🤖 AI Summary
Addressing the challenge in embodied AI that skill transfer for bimanual robotic manipulation heavily relies on high-quality, large-scale human demonstration data, this paper proposes a residual-learning-driven two-stage transfer framework: first pretraining a general-purpose hand trajectory imitator, then fine-tuning a constraint-aware residual motion module to enable efficient sim-to-real skill transfer. The method achieves high-fidelity, high-success-rate execution of complex bimanual tasks—such as pen-cap alignment and bottle-cap unscrewing—on physical robots. Key contributions include: (1) DexManipNet, the first large-scale, extensible bimanual manipulation dataset comprising 3.3K high-fidelity simulated demonstrations; and (2) state-of-the-art performance surpassing prior methods across success rate, motion fidelity, and training efficiency.
📝 Abstract
Human hands play a central role in interacting, motivating increasing research in dexterous robotic manipulation. Data-driven embodied AI algorithms demand precise, large-scale, human-like manipulation sequences, which are challenging to obtain with conventional reinforcement learning or real-world teleoperation. To address this, we introduce ManipTrans, a novel two-stage method for efficiently transferring human bimanual skills to dexterous robotic hands in simulation. ManipTrans first pre-trains a generalist trajectory imitator to mimic hand motion, then fine-tunes a specific residual module under interaction constraints, enabling efficient learning and accurate execution of complex bimanual tasks.
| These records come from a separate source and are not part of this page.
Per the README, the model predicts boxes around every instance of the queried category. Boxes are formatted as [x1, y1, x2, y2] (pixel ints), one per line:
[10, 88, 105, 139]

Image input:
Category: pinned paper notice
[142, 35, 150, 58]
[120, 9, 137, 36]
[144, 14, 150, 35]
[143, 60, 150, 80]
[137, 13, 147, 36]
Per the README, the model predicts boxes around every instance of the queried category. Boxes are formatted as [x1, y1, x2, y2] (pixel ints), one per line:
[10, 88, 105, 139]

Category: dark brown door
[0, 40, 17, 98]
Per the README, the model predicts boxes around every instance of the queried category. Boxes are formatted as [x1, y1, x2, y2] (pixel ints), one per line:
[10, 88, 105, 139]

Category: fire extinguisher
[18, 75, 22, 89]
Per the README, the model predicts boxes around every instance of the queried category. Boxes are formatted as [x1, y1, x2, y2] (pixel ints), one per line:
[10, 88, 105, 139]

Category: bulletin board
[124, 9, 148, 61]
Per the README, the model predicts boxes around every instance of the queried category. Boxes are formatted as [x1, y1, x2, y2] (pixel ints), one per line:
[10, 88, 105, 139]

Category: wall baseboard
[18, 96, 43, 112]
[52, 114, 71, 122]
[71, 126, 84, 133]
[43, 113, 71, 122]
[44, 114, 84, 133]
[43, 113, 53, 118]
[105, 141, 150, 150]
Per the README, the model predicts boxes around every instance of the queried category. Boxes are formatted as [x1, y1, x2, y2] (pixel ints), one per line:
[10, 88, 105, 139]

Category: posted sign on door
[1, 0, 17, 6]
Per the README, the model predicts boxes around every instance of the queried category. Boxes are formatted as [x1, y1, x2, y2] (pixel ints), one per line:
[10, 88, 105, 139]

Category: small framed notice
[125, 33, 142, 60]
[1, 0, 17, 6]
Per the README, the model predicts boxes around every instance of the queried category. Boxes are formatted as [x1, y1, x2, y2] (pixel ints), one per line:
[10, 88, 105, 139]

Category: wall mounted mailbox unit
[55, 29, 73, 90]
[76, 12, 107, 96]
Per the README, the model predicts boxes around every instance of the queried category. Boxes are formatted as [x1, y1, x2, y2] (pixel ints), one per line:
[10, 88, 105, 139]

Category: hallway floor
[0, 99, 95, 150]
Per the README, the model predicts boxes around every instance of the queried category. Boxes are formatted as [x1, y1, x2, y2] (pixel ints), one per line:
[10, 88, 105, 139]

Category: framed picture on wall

Experiments show that ManipTrans surpasses state-of-the-art methods in success rate, fidelity, and efficiency. Leveraging ManipTrans, we transfer multiple hand-object datasets to robotic hands, creating DexManipNet, a large-scale dataset featuring previously unexplored tasks like pen capping and bottle unscrewing. DexManipNet comprises 3.3K episodes of robotic manipulation and is easily extensible, facilitating further policy training for dexterous hands and enabling real-world deployments.